Featured Image: Daria Shevtsova
COVID-19 has become a worldwide pandemic that has exposed the fragility and dysfunctional nature of the American capitalist system, a system that many Americans already knew was unsustainable. Even more so, it has exposed the system’s willingness to risk the lives and well-being of the working class in order to save the stock market, which the establishment has used to define the economy.
It’s been clear from the establishment’s actions that they do not care about the working class. The senate’s stimulus bill helps bail out massive corporations while taxpayers are given a one-time payment of $1,200 for the next four months, a payment that will also be taxed. Many have noted that a single payment will not help cover rent, utilities, bills, and other payments, leaving the working class to suffer.

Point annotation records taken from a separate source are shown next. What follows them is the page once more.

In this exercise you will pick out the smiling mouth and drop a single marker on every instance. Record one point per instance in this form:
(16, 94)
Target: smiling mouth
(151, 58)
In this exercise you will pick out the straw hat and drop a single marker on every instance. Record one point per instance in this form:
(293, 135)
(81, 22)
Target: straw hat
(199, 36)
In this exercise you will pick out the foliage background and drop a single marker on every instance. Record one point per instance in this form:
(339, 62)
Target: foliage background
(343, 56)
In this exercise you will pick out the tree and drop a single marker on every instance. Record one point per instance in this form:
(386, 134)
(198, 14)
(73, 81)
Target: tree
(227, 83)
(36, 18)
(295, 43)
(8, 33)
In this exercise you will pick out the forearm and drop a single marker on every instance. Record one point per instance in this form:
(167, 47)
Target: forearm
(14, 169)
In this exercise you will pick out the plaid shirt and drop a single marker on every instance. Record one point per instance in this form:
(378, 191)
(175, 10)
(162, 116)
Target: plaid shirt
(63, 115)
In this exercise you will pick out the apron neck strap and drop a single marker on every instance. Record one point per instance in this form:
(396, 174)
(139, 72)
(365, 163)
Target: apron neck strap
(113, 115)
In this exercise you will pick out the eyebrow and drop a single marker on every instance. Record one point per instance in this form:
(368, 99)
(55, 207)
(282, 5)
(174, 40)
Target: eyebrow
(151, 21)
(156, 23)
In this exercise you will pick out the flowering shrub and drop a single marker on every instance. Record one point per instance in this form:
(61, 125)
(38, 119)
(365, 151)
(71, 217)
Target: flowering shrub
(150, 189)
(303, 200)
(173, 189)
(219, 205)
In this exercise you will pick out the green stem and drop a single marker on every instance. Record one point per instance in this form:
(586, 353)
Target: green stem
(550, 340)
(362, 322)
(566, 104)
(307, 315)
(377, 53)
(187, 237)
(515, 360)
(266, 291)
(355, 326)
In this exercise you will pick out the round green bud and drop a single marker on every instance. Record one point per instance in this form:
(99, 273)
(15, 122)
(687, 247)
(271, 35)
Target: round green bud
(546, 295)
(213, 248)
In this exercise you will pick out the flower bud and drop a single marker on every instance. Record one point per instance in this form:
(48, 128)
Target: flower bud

The most revealing clue that working-class people are nothing but sacrificial lambs came when Fox News commentators suggested that it’d be a reasonable viewpoint to expect grandparents to die to protect the economy. And as the federal government passes the stimulus bill that is meant to help taxpayers, both the GOP and establishment Democrats agree on one thing: they must help the stock market to keep the economy alive.
What they do not understand (or just flat out deny) is that the stock market is not the economy. The working class is. Thus, to save the economy, they must save the working class.
COVID-19 may have been the wake-up call the country needed. As the pandemic began to gain coverage and the public’s attention, the country’s very infrastructure has come to a halt. Capitalism needs production, and yet there is no production when millions are required to stay home for their safety. Yes, there are many who are currently working remotely from home. But millions are part-time workers with two to three jobs working in retail, service, etc., just to make ends meet. How convenient that almost overnight did “low skilled” workers in groceries and restaurants suddenly became “essential” workers on the front lines. That sharp shift in the narrative only goes to show that these workers were never given the respect and wages they deserved. It’s only now that it’s clear they are the ones keeping the economy alive.
And that is the point. It’s the working class, the ones that produce the labor that capitalism feeds on, that must receive the help. The stock market is not representative of the economy. It is only a reflection of the value of corporations. It’s no surprise that the DOW went up when it was suggested that people should die for their economy. Capitalism is more than willing to have people die for their labor than sacrifice the labor itself.
But without those workers, without that production, without the labor it so depends on, the economy is nothing. Corporations, and rich people, provide nothing compared to the working class. If the working class is not given the help it needs right now, the economy will collapse.
Corporations are not the economy. Rich people are not the economy. The stock market is not the economy.
We are the economy. We are the ones you must save.